そりゃー男ですから、やりたいって気持ちはあるけど・・・
未来に無理をさせたくない。
「じゃあ、仕方ないか。ごめんな、言い出しづらかっただろ」
彼女を傷つけたくないから、努めて優しい顔で笑いかける。
腕から力を抜いて彼女を解放すると、未来は安心したような表情を浮かべた。
「ごめん、ね?」
上目使いで俺を見る未来の目は、恥ずかしさのためか、
それとも先ほどまで加えられていた愛撫のせいか、微かに潤んでいた。
まあ、多分恥ずかしかったんだと思うけどなぁー
自分がそんなテクニシャンだとは思わんしぃ〜
あ、俺ってばちょっとやさぐれてる。
うふふ、あはは。
心の中で、乾いた笑いが響くぜ。
「気にすんなって」
くしゃっと頭を撫でてやると、彼女は安心した嬉しげな笑顔を浮かべる。
うん、そりゃぁしたくないちゃー嘘になるけど・・・こんな顔を見えるのは嬉しいさ。
ああ、必死でかけた暴走特急のブレーキがまた壊れそうだ。
いかん、いかんよ、俺。
理性が、性欲にブレーキをかける。
が、いつまたブレーキが壊れるとも限らない。
今日はもう帰ろうかな〜なんて考えが頭を過ぎる。
つーか、今の状況は辛いっす。
いや、男の生理現象なんですが・・・
けど、今すぐ帰るって言ったら・・・未来は落ち込むだろうなぁ。
泣きたい気分を抑えながら、しばらく二人でテレビをみたりして過ごした。
プチ拷問?



「そろそろ帰るかな」
時計の針は、十時を回っていた。
あれから二時間・・・よく耐えたよ、理性さん。
「あ、もうこんな時間」
立ち上がった俺に習って、未来も立ち上がった。
「あっという間だな」
後半は拷問でしたが・・・
「さて、明日っからまた怒涛の平日が始まる〜」
「そろそろテストもあるしね」
「やめい、それを思い出させるな」
たわいもない会話をしながら、二人で玄関に向かった。
靴を履いて、未来に向き合う。
「じゃ、また明日」
「うん、おやすみなさい。

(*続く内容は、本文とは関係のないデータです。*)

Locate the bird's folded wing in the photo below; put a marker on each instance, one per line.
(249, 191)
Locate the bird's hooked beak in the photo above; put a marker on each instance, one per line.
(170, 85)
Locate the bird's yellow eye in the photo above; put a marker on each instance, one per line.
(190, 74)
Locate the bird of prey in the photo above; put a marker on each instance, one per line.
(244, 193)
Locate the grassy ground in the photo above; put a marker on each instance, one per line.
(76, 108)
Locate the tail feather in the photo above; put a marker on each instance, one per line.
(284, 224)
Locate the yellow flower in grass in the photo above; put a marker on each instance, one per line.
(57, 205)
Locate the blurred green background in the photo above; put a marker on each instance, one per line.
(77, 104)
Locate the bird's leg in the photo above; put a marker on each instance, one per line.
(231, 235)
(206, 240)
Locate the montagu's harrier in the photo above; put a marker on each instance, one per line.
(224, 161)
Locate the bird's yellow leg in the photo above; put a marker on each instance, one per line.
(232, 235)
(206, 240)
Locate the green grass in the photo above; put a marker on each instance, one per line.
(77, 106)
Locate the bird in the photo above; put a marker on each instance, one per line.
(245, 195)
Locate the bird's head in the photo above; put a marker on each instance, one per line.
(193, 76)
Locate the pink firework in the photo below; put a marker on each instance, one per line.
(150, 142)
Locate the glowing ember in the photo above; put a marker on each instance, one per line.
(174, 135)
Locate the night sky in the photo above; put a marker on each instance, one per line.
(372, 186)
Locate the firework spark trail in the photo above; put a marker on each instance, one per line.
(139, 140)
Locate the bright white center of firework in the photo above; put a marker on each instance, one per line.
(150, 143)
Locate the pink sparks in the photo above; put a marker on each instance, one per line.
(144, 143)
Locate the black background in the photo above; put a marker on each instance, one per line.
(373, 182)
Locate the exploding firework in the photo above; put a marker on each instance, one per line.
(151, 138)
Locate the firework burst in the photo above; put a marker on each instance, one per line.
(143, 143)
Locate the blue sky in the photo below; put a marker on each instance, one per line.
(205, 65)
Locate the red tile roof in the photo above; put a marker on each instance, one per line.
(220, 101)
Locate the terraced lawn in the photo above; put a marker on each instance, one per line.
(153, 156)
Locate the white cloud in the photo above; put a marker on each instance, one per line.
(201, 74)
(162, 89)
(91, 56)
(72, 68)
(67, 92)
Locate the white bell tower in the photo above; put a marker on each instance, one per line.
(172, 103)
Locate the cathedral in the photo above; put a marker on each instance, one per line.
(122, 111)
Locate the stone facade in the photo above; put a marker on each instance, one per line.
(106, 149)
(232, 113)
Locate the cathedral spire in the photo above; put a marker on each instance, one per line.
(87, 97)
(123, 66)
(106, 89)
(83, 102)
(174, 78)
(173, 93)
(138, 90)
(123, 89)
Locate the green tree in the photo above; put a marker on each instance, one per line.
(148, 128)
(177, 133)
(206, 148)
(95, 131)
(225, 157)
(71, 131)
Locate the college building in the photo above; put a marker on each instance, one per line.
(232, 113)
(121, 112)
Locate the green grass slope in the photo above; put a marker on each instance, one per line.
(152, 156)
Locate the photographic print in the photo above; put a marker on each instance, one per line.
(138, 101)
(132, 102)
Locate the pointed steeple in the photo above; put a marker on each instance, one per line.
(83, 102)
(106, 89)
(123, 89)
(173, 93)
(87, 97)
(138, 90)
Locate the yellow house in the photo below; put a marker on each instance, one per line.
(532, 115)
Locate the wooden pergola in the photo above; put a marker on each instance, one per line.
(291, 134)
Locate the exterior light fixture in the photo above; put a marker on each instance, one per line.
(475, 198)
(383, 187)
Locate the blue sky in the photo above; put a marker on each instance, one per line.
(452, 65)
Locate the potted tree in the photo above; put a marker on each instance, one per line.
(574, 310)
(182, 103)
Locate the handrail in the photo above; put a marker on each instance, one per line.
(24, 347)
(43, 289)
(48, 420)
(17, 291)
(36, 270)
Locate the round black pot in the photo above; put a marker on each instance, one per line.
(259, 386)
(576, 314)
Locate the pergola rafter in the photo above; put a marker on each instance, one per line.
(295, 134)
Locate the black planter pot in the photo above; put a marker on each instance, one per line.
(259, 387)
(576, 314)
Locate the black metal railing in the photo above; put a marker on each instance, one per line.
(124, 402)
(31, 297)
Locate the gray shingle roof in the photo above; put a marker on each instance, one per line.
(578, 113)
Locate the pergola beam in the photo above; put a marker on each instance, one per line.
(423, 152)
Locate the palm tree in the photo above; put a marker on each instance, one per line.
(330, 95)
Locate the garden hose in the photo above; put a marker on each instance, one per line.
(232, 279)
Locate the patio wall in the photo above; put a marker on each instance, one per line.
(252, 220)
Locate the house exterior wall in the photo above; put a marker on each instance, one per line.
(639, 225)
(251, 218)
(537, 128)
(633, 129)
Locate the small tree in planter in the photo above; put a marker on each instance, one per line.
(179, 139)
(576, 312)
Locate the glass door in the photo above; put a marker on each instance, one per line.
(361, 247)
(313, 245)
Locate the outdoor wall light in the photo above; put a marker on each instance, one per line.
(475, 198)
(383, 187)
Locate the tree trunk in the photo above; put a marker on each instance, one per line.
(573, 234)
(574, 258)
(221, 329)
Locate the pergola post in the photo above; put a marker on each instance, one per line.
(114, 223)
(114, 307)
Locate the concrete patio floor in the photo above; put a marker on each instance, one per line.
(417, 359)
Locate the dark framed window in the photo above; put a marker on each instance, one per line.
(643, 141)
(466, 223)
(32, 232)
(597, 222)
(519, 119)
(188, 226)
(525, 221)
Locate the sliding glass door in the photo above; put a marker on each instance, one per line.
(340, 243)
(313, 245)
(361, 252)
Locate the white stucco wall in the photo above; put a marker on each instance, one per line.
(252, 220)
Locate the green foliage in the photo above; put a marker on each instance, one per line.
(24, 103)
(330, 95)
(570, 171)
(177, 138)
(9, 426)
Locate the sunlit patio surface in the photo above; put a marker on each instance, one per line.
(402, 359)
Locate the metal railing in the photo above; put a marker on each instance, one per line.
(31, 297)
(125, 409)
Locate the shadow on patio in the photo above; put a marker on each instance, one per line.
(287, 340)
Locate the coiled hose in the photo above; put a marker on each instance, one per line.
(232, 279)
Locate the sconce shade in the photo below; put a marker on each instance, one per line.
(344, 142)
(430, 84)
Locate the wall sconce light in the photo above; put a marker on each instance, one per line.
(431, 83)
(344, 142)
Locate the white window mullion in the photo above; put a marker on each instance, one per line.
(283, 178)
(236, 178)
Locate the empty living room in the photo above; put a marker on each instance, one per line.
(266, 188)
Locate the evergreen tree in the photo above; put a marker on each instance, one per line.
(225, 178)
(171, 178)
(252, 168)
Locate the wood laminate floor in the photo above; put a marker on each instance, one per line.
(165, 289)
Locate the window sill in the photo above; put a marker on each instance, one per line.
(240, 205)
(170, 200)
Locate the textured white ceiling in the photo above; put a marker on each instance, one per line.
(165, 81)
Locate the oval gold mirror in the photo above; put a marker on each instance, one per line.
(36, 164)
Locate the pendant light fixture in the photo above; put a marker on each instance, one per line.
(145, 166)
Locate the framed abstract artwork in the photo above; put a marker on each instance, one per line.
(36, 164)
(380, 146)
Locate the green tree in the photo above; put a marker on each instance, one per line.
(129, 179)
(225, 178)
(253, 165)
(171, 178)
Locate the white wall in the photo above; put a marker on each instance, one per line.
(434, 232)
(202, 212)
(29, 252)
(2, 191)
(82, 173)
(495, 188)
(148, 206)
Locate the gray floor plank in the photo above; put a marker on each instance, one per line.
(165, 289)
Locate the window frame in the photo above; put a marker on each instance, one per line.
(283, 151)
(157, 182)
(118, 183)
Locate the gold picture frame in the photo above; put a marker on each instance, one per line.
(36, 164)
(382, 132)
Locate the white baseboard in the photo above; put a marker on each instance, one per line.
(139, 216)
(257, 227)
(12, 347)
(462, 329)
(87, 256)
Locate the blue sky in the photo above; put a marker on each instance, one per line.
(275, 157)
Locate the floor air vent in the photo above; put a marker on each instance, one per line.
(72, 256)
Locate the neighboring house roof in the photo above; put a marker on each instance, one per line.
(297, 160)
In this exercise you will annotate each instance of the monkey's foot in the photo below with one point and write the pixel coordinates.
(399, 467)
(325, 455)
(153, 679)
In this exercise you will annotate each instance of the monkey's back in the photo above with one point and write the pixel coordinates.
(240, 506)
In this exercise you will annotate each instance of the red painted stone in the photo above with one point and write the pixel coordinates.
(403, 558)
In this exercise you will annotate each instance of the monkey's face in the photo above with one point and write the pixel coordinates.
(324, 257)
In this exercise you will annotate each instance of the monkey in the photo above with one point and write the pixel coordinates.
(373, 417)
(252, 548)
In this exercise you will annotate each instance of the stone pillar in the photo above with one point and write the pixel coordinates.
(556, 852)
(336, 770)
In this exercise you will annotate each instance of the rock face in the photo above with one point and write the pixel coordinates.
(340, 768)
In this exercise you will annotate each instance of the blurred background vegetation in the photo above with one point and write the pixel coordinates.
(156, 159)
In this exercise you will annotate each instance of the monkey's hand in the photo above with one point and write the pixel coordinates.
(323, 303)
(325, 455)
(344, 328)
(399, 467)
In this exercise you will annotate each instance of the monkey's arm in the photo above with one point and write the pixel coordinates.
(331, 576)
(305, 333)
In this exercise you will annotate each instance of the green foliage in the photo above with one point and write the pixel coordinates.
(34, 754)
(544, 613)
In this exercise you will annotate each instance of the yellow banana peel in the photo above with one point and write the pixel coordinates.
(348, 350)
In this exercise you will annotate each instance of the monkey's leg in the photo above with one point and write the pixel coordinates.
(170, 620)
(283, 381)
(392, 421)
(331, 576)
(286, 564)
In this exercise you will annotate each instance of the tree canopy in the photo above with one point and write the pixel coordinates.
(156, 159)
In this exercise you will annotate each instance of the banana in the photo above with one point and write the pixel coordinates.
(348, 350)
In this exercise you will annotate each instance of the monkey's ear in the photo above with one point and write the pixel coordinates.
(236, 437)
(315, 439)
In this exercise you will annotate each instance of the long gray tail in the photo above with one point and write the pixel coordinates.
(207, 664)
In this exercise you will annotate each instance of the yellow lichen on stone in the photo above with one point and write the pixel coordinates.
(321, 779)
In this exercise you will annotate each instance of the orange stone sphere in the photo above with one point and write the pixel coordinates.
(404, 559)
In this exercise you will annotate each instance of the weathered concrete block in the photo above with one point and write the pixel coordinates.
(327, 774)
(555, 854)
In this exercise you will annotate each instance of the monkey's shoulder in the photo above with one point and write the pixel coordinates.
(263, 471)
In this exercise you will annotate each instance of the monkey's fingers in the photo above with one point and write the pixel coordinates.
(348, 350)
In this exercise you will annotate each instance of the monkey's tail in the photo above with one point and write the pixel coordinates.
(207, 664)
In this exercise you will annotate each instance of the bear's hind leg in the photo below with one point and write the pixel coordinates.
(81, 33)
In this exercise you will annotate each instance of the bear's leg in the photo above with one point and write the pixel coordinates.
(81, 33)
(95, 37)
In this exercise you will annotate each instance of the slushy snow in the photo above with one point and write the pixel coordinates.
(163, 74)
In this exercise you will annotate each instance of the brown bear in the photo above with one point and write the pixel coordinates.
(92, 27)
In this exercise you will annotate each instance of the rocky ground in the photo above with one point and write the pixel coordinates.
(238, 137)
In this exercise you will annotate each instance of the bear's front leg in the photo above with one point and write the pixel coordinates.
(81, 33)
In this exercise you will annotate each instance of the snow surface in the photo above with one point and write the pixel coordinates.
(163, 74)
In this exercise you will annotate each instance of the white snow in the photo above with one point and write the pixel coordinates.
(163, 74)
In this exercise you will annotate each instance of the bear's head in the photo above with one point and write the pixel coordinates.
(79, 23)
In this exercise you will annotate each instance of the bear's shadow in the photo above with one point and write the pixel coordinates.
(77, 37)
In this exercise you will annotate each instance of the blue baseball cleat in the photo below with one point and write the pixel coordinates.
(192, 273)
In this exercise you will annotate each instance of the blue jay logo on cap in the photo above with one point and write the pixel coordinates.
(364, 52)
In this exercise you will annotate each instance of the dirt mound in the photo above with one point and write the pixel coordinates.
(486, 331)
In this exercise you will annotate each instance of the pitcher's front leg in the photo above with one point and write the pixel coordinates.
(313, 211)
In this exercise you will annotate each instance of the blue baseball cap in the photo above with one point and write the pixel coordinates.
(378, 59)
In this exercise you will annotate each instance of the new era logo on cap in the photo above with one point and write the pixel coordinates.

気をつけてね」
玄関の段差のせいで、いつもより身長差のない俺たち。
かがまなくても、目と目が合う。
すっと近づいてキスをする。
触れるだけのかすかなキス。
こんなん国によっちゃー挨拶みたいなもんだ。
まあ、これくらいは許されるだろ?
不意をつかれた未来は、真っ赤な顔をしている。
「それじゃ、おやすみ。俺が出たら直ぐに鍵をかけろよ」
呆然としたままの未来を残し、玄関をでた。
しばらくして、ガチャっと鍵の閉まる音を確認してから歩き出す。
「・・・おやすみ、か」
ぽそっと呟く。
いつか・・・ベッドの中で言いたい台詞だよなぁ。
はぁっと深いため息が出た。
あ〜あ・・・今日こそはって思ってたのになぁ。
まあ、仕方がないけどさ。
こんなんで、いつになったら二回目が出来るんだろう?
つーか、ベッドの中で『おやすみ』なんて、夢のまた夢って気がしてきた。
また深いため息をつく。
ま、焦らない焦らない。
焦って未来を傷つけちゃ、元も子もない。
先は長い・・・長いといいな、うん、長く続かせるさ。
ずっと、ずっとね。
ベッドの中で『おやすみ』が、日常で出来るように。
俺は歩き出す。
未来と一緒の、ずっと先を見つめて。
ああ、それまで持ってくれよ・・・俺の理性さん。